Key Point: What sort of strategy would Spykman prescribe to cope with a troublesome but less than overbearing Iran?
When pondering some strategic quandary you can get oriented by postulating what the greats in the field would say about it. What they said or wrote about roughly similar circumstances furnishes clues to what they might say about today’s strategic conundrums. This is the beginning of wisdom. The classics seldom furnish ready-made solutions. They almost always furnish a platform for launching into original thought.
Yes, you have to be humble when extrapolating from someone else’s words. Time, technology, and human society march on, and it’s hard to say for sure what some figure from the past would make of material and social trends since then. And yes, avoid treating their writings as gospel. To be great is not to be infallible. Sometimes sages get things wrong—even in their own time.

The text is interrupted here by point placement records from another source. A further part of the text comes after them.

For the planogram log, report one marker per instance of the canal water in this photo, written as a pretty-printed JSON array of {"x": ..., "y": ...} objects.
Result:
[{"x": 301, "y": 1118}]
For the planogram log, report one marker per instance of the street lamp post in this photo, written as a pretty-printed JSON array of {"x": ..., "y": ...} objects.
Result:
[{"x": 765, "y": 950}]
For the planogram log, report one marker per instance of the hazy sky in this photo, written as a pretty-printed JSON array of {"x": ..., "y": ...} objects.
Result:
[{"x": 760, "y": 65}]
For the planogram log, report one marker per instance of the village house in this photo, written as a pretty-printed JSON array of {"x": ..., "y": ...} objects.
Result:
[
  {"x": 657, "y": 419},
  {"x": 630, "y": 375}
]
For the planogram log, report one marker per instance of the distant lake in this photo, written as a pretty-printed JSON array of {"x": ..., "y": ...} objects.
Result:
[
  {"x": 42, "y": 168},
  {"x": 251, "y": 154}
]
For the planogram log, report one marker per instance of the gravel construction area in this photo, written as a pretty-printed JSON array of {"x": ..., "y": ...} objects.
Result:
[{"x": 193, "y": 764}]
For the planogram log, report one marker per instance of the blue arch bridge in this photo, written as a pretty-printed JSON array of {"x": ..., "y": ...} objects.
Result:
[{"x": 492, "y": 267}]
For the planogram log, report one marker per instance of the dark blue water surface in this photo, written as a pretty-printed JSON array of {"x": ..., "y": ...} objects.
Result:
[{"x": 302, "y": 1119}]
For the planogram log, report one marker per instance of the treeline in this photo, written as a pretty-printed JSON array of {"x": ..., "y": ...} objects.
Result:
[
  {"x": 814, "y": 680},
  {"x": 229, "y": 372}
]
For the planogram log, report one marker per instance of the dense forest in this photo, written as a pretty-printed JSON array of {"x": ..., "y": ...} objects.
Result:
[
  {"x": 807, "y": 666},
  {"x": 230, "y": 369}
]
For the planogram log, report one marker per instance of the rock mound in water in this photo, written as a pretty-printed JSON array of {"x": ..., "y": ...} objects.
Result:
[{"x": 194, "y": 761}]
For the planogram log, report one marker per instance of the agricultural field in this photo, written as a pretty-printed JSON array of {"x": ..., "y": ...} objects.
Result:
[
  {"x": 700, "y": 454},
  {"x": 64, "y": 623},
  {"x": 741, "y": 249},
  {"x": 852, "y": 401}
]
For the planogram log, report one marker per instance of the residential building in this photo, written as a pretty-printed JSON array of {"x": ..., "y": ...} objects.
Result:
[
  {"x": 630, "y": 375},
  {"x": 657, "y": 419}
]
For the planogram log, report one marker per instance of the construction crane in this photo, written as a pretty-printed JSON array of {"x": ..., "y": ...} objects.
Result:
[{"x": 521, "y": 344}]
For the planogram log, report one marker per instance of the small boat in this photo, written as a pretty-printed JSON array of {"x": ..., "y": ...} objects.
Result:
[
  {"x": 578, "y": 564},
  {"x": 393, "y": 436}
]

Still, situations rhyme between ages while principles endure. Ideas from the strategic canon retain their power to help posterity make sense of today’s controversies. Case in point: Iran is much in the headlines of late. What would the legendary geopolitics scholar, Yale professor Nicholas Spykman, say about the sputtering confrontation between the United States and Iran?
He would have plenty to say about the feud, first and foremost that Washington should continue trying to blunt Iranian ambitions. Not for him the passive approach. He was no proponent of “offshore balancing,” the conceit that America should stay mostly aloof from foreign entanglements, sending armadas and armies across the broad main only if inhabitants of the Far East or Western Europe proved unable to withstand a domineering power—an imperial Japan, a Nazi Germany, or a Soviet Union—on their own.